I have been really open regarding the type of guys I talk to as I still trying to establish what I like in a man apart from honesty.lol. But I generally only respond to people I fancy or people I fancy  and have written an interesting profile. I have had a few dates and I hope to have more in the near future. I have managed to get someone who lives in Birmingham wants  to come down and see me, I didnt ask him to do it. But he feels a need to lol. Im sure why he isnt  going to get a gold star for it .

There has been some slighty puzzling request from one guy im seeing, he really into me coming to see where he works and has told me so much about himself. In some ways its strange to meet someone who is open and isnt trying to hide everything and isnt making up lies about his life.Im not very  trusting anymore and I find myself wandering whats the ulterior motive - what does he want from me.

Despite all this I  think dating is my new hobby as I like meeting people. But the most annoying thing is end of date when the guy says I will be in touch or I will send you a text . 2or 3  days later when you least expect it you get a random text saying I really enjoyed meeting you. I start to think really Are you sure? It took you 2 days to text me, maybe you not that into me.

The next date I go on Im going to try to be the one to say I will be in contact or send you a text. Im not sure why guys think they are the decision is up to them. I feel like please dont act doing me a favour by dating me. Because you are not doing me a favour at all ,  I intend to date a lot and this isnt end of the world if you decide not to date me. There are plenty of fish in the sea and you could  be replaced by someone else.
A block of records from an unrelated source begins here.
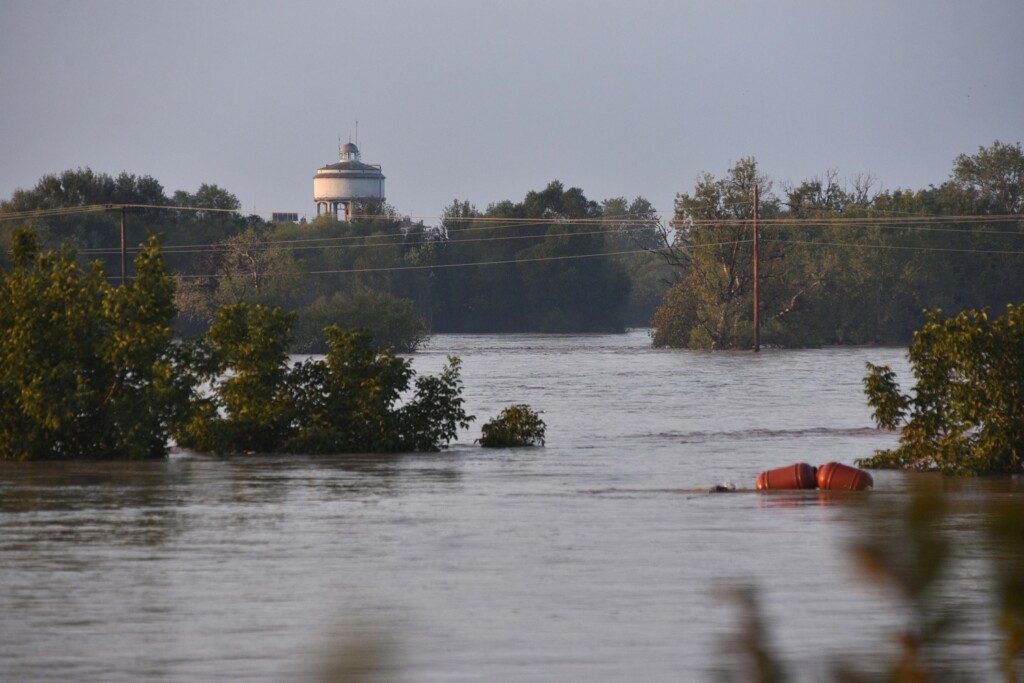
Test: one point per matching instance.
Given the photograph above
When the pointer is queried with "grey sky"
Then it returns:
(486, 100)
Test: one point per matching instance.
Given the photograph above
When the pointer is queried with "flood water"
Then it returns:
(596, 558)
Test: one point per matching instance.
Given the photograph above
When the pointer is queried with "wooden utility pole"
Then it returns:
(124, 251)
(757, 289)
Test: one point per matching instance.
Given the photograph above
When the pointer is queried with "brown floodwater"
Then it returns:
(598, 557)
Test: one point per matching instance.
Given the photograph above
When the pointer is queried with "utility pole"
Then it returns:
(757, 289)
(124, 251)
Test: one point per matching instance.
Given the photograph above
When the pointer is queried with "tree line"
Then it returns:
(515, 266)
(840, 263)
(89, 370)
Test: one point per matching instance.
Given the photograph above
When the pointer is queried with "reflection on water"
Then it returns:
(595, 558)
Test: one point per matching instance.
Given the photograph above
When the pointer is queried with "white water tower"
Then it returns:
(347, 181)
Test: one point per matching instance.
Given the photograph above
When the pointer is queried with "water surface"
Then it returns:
(595, 558)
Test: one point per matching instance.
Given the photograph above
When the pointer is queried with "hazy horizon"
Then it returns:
(484, 101)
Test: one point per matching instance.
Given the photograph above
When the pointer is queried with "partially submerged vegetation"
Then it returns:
(88, 370)
(964, 416)
(516, 426)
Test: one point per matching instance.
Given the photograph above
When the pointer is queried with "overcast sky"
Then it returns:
(484, 100)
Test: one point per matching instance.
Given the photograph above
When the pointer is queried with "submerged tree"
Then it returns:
(350, 401)
(87, 370)
(965, 414)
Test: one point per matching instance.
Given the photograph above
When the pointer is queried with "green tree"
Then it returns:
(392, 322)
(993, 178)
(714, 244)
(516, 426)
(86, 370)
(250, 408)
(350, 401)
(964, 416)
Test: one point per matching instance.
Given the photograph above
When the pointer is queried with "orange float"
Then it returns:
(837, 476)
(800, 475)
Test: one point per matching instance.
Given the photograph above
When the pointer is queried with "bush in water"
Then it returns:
(964, 416)
(516, 426)
(346, 402)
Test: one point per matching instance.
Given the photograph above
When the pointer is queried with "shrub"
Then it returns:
(964, 416)
(392, 321)
(516, 426)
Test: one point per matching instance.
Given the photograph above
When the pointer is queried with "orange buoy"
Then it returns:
(800, 475)
(837, 476)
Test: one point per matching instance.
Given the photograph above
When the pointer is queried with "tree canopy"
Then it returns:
(840, 263)
(964, 416)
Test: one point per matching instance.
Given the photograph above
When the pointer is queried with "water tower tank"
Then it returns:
(347, 181)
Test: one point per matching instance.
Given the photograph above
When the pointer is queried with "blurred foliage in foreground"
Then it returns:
(904, 548)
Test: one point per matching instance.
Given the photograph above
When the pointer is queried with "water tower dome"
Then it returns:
(349, 180)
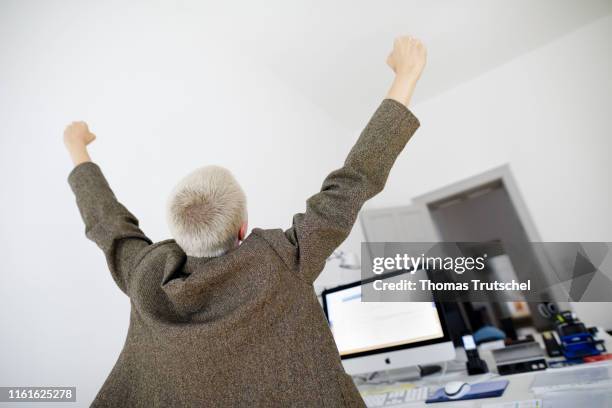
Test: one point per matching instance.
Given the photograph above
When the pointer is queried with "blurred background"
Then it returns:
(277, 92)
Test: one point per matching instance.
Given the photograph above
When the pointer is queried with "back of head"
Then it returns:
(205, 212)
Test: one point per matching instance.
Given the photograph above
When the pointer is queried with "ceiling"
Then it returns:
(333, 52)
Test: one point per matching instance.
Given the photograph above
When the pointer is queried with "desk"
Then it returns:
(518, 387)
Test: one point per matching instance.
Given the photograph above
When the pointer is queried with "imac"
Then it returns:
(375, 336)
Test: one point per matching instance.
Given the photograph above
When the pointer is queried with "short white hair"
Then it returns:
(205, 212)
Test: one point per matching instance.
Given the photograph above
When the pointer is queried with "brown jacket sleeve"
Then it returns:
(107, 223)
(331, 213)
A poem that made me think of the Ex

I went to a poetry/ storywriting  evening on friday night. It was fun to do something different. There a female poet who read a poem called Please Come Late by Hugo William. It made me think about the Ex  for a while. 


Please Come Late
By Hugo Williams

Please come late,
so that I have almost given you up
and have started glancing round the room,
thinking everyone is you.
Please don’t come
until I have started missing you,
thinking I will never see you again,
praying you are lost.
Come too late for me not to notice.
Make me suffer,
wondering what you are doing
on the other side of town,
still in your dressing gown.
Make me beg for mercy
when you pick up a magazine.
Are you looking in your mirror,
suddenly remembering me?

I’m on my second coffee by now,
eating the little bits of sugar in my cup.
Haven’t you set out yet?
I decide I don’t want to see you after all.
I don’t really like you.
I’d rather be on my own.
I know it is all over between us
But I go on sitting here,
reading a newspaper,
not understanding a word.
If you came in now, I wouldn’t recognize you.
Don’t come anywhere near me
until I have gone slightly mad for love of you.

Saturday, 1 January 2011

I think the masochist in me is dead

I use to be so self destructive and self harm, with food, alcohol, relationships with men. But I have changed recently I dont want to do anything to hurt myself anymore.Its almost like I found happiness and joy from life and love myself now.